Vegetarians don’t need sleaze

Bailey Lewis

Surprise, surprise: The group People for the Ethical Treatment of Animals is using sex to sell its beliefs. Again. And I’d think vegetarians would be getting pretty sick of it by now.

The organization has come out with a new advertisement to promote vegetarianism. Or is it really that new? The new commercial features a completely bare actress pulling herself out of a pool. Not that innovative.

Lisa Lange, spokeswoman for PETA, says the group has to “keep being creative” about the way it gets its message out. It doesn’t take a lot of creativity to figure out that the general public will watch naked people on television.

Nonetheless, nudity seems to be a thing with PETA. This is far from the first time it has used naked men or women to market its beliefs. All sorts of naked, sunken supermodels have pouted their lips and barely covered themselves – all in the name of animal rights.

On PETA’s Web site, you can see the Botoxed shell that was formerly supermodel Janice Dickinson covering – and not well – some male protestor’s nakedness with her hand. “Survivor” winners Jenna Morasca and Ethan Zohn donned fig leaves in a smutty imitation of Adam and Eve. Other tasteless examples abound.

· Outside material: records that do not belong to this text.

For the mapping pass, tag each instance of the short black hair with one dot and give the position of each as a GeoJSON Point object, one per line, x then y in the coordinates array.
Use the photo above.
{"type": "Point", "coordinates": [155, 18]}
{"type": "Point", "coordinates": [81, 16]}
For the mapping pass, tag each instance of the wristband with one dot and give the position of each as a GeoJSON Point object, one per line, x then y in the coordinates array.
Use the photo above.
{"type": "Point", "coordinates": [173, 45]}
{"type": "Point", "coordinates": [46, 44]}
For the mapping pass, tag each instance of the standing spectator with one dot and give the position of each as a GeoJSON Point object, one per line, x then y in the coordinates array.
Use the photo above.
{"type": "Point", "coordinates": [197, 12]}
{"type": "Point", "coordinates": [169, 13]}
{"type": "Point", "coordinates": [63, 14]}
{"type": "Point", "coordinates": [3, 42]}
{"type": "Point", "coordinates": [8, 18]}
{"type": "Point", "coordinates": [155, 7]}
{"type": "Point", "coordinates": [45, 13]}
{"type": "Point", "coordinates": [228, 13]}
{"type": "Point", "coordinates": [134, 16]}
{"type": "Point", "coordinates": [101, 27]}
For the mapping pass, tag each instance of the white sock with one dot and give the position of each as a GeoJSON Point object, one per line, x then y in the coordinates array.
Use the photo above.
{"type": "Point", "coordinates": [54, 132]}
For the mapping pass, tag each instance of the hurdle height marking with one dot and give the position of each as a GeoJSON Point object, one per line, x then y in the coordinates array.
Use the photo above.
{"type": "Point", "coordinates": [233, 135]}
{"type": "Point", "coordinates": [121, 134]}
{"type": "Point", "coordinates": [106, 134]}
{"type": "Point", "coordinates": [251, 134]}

What does all this have to do with treating animals humanely? I’m stumped.

But who is this naked mystery actress in the new commercial? It’s Alicia Silverstone, a relic from the 1990s who you may remember from movies such as “Clueless” or “Batman and Robin.”

I understand that Silverstone is a big girl now. She can make her own decisions. Fine. To me, the ad seems like a desperate cry for attention on her part. But I’m not worried about her exploiting her own body. I’m worried that PETA, a group that supposedly believes strongly in vegetarian principles, can’t sell those principles without using sex.

Lange claims the ad campaign is working. She says “hundreds of thousands of people have come to [the] Web site.” Yeah, to masturbate.

She also called this commercial “tasteful” in an interview with Bill O’Reilly. No matter what you think of O’Reilly, he has a point when he states what should be obvious about the ad: “It’s working, and it’s working because [PETA is] selling sex.” The group thinks it can’t market vegetarianism based solely on its merits. There’s nothing tasteful about that.

Why do vegetarians put up with this? If I were a vegetarian, I would be angry.

Oh, you should be a vegetarian so you can look like Alicia Silverstone. And because Alicia said to. You should do it because it’s sexy and in right now — not because of the various health benefits any vegetarian could list for you. Oh, and by the way, if you don’t look like a supermodel, you can’t be a vegetarian. That would hurt the image PETA is trying to present.

PETA should actually be creative for once with its advertising, instead of making the same risque, tasteless campaigns time after time. And the people PETA represents should demand that their way of life be given more credit. The group’s beliefs can stand up by themselves without the help of sex appeal. The fact that PETA thinks they can’t is just insulting.

Bailey Lewis is a sophomore in English from Indianola.